The Schatzkammer Museum in Vienna, Austria is a dream vacation tour for the both the wealthy and the underprivileged. Even the world’s richest people could not ever afford the many treasures therein any more than the pauper as each piece is priceless. Art renderings in portrait (or in precious metal and precious stone) were gathered for centuries through acquisitions by marriage and gifts to the empire. Pretty understandable why it’s called “Schatzkammer” (Schatzkammer is German for treasure vault). This guarded vault chamber was the place where the rulers of old, much as affluent people today, protected their wealth and more expensive items. The Imperial Treasury of the Hapsburg Rulers is located in Hofburg Palace and houses a collection so vast it encompasses over 1000 years of relics! The collection is divided into 2 separate sections; one religious and one secular.
Among the religious items to be seen are an agate goblet once thought to be the Holy Grail, fabulous and intricate priestly vestments, rare illuminated Bibles, and the Crown of The Holy Roman Empire. The secular section contains some of the most historically significant items of European history in existence. Some examples of these spectacular artifacts on view at the Schatzkammer are The Imperial Lance, The Insignia, and entire jewel collection of the Hapsburgs, including one of the world’s largest emeralds!

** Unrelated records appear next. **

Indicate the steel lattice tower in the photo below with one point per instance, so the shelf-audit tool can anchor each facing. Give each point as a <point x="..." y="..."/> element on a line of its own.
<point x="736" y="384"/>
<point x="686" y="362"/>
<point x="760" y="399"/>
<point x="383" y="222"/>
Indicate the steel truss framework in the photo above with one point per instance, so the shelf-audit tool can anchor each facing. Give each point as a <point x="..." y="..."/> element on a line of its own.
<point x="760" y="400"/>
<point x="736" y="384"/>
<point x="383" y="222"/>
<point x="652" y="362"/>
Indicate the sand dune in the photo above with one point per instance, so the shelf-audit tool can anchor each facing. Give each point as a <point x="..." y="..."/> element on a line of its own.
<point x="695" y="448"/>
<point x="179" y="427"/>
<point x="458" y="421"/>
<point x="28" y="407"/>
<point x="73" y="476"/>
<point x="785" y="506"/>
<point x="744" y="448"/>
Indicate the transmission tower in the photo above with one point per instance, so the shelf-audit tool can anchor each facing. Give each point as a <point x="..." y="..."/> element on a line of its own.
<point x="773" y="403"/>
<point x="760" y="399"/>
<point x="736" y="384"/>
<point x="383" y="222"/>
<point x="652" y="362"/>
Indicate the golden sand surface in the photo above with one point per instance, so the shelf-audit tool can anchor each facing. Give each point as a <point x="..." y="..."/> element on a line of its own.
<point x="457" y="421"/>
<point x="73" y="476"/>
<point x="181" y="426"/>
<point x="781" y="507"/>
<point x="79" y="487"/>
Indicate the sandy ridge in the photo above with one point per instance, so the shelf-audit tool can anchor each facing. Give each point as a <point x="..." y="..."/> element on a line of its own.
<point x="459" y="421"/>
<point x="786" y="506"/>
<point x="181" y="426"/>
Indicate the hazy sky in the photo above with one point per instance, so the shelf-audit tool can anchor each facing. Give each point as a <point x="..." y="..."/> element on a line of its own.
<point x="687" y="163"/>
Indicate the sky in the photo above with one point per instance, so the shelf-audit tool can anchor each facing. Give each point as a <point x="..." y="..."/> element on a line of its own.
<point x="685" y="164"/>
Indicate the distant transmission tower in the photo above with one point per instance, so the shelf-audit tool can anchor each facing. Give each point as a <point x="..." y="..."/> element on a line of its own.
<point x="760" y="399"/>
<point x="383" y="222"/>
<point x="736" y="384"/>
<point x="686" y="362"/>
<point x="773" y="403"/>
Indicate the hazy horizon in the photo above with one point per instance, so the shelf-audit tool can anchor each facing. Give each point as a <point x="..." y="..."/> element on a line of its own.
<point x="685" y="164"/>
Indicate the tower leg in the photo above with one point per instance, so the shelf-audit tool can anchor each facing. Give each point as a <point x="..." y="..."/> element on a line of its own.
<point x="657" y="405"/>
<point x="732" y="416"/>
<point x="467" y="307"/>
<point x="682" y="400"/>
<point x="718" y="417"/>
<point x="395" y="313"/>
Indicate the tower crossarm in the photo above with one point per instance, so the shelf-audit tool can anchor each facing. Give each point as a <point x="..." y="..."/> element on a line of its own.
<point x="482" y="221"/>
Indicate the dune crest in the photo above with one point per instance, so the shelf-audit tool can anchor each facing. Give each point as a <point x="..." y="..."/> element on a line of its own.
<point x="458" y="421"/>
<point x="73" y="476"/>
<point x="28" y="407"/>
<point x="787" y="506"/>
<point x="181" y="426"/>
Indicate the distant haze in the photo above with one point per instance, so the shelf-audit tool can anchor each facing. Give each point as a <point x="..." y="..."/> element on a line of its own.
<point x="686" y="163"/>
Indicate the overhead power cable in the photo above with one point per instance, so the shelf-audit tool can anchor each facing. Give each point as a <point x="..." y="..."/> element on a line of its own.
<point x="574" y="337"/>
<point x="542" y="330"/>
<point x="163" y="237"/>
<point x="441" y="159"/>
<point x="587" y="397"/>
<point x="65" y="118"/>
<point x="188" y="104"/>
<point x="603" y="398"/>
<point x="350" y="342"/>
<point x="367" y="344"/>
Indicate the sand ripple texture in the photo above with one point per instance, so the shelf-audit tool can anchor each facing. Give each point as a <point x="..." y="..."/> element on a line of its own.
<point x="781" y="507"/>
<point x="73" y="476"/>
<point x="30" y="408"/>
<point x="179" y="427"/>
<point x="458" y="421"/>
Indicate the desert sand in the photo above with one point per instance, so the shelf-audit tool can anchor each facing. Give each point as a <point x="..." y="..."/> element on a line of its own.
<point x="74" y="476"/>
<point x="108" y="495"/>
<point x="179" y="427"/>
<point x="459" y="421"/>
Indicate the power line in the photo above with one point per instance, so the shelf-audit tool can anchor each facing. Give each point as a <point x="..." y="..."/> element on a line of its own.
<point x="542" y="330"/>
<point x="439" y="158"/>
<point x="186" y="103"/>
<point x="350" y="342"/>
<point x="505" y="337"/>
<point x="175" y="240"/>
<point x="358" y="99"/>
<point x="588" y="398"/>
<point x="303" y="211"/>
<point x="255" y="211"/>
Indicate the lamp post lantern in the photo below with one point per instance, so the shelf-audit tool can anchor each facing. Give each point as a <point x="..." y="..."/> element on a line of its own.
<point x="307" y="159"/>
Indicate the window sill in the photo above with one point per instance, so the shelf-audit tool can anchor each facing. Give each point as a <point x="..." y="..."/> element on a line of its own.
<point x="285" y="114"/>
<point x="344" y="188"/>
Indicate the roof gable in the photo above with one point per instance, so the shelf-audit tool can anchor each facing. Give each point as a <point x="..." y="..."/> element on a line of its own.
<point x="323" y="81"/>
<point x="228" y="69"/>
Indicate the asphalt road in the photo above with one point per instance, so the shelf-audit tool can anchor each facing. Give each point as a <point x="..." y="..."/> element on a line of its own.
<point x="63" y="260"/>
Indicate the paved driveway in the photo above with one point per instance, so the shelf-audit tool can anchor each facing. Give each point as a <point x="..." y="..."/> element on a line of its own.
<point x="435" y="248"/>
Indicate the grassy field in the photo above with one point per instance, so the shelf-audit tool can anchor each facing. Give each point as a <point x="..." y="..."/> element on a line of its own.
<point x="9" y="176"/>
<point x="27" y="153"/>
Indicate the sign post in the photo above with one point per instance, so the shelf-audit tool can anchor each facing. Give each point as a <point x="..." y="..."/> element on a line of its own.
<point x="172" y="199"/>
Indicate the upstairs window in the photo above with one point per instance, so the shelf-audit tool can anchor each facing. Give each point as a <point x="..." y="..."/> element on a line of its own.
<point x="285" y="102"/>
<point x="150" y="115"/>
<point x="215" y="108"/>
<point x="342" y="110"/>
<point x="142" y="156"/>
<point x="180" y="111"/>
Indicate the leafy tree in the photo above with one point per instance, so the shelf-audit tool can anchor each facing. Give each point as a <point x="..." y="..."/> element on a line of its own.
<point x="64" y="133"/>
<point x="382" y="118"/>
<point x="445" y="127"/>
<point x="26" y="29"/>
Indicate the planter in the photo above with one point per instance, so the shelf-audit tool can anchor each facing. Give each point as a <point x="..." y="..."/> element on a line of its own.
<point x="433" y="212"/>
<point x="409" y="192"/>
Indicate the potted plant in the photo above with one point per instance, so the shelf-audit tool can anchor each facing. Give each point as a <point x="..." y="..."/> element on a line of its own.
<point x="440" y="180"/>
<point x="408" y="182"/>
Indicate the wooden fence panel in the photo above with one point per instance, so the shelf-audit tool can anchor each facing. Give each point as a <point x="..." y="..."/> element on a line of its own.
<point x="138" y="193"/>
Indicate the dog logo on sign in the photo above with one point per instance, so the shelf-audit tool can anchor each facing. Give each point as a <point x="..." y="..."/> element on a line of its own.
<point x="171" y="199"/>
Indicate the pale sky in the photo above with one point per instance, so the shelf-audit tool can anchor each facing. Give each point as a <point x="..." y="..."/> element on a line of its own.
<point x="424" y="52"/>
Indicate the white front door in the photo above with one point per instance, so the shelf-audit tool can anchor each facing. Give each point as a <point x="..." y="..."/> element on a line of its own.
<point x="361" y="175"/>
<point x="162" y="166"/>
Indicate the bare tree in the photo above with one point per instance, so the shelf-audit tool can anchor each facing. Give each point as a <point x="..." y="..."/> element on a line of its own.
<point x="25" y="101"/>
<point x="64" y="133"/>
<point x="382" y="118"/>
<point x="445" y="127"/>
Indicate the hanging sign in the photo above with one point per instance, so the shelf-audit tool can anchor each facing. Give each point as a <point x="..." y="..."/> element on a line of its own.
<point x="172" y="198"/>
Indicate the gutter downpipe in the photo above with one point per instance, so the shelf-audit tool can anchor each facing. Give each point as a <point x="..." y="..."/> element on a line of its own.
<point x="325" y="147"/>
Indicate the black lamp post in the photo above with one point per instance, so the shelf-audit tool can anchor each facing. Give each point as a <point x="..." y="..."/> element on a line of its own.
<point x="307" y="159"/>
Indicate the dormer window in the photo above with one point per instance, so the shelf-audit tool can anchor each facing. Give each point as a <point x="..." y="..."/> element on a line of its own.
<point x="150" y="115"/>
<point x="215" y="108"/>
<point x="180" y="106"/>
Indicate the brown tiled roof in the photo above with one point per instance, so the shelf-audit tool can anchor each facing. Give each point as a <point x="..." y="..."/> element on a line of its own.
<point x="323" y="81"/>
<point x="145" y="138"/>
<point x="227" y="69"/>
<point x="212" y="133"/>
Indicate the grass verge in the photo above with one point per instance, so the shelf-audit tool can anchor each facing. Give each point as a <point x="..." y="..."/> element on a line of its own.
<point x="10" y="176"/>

The Schatzkammer Museum is where history and art come together. The kingdom’s leaders set about gathering wealth and art collections on a scale never measured by one family. It ruled as one of the world’s largest and richest kingdoms, in both area and natural wealth, for centuries. The rulers tried to eschew wars and instead married off their heirs to expand the empire. The shrewd planning by the Hapsburg Family leaders eventually led to a vast nation of millions of people with varied ethnicities and of course the spectacular amount of riches they amassed. The emperors of The Holy Roman Empire employed whole city areas for artisans, craftsmen and artists of all sorts to do just one thing, create unique art forms in precious media. This they did with alacrity and it is ubiquitous in the Schatzkammer.